Membro dos Conselhos de Administração da Zilor e da Alesat e do Conselho Consultivo da Copersucar
Independentemente do setor no qual atue, os desafios do gestor moderno, ano após ano, só aumentam, em número e em complexidade. Numa abordagem genérica, poderíamos, até bem pouco tempo, resumir a gestão ideal apenas citando algumas expressões que já caíram no lugar comum: fortalecimento da estrutura organizacional através de valores alinhados com os anseios da sociedade; desenvolvimento de uma cultura que reflita o DNA dos acionistas; busca pela manutenção do nível elevado de motivação da equipe; desenvolvimento de uma visão sistêmica por parte de todos os colaboradores; geração de valor para os acionistas; responsabilidade socio-ambiental; governança corporativa e por aí vai.
Se já seria complicado continuar o texto ficando apenas nos itens acima, muito mais complexo é discorrer sobre as exigências decorrentes de um mundo muito mais acelerado, muito mais conectado, de um ambiente de negócios que caminha a passos largos para uma nova era derivada da revolução digital.
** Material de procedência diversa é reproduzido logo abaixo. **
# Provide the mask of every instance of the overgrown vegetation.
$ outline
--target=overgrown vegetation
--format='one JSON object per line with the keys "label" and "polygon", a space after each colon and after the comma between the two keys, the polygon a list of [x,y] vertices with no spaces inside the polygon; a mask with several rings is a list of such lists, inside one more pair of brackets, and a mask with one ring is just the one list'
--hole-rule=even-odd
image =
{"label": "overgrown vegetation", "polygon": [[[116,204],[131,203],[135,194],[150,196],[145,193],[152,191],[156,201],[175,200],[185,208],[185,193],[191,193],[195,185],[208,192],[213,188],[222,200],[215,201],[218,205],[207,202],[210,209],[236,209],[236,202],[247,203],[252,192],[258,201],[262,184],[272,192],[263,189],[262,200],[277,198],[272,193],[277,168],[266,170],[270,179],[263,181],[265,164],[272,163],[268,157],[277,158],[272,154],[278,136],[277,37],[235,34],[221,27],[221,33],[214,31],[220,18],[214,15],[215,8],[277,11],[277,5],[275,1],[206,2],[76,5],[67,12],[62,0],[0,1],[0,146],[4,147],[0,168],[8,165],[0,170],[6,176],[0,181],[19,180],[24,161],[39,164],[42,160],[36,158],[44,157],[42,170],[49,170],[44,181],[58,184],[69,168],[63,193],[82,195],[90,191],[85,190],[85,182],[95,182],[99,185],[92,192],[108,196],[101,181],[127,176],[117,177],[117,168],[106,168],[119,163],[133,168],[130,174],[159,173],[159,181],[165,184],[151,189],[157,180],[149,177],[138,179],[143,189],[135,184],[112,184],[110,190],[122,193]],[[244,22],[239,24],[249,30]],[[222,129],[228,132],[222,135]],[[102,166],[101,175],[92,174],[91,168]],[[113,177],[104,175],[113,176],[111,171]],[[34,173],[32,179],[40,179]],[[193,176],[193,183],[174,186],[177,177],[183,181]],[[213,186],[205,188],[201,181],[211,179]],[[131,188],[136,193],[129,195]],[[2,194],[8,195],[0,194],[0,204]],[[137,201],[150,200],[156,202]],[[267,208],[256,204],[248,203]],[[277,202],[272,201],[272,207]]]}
O setor sucroenergético é fruto das duas grandes revoluções pelas quais passaram a humanidade, a agrícola e a industrial, e ainda apresenta vários vícios desse passado distante, tendo que, agora, se reinventar para preparar-se para os próximos 20 anos, quando o mundo será muito diferente de como conhecemos hoje. Segundo previsões feitas pela Singularity University, em 2038, o dia a dia já não será mais reconhecível – a realidade virtual e a inteligência artificial alavancarão todas as partes da vida humana no mundo inteiro, e as cidades serão autossuficientes, através da utilização maciça da energia solar; o carro elétrico será dominante. Infelizmente, muito precisaremos fazer para caminharmos na direção do ideal; a necessidade constante de inovação deixou de ser alternativa e passou a ser uma obrigação, definindo, mais do que qualquer outro aspecto, o tempo de vida das organizações.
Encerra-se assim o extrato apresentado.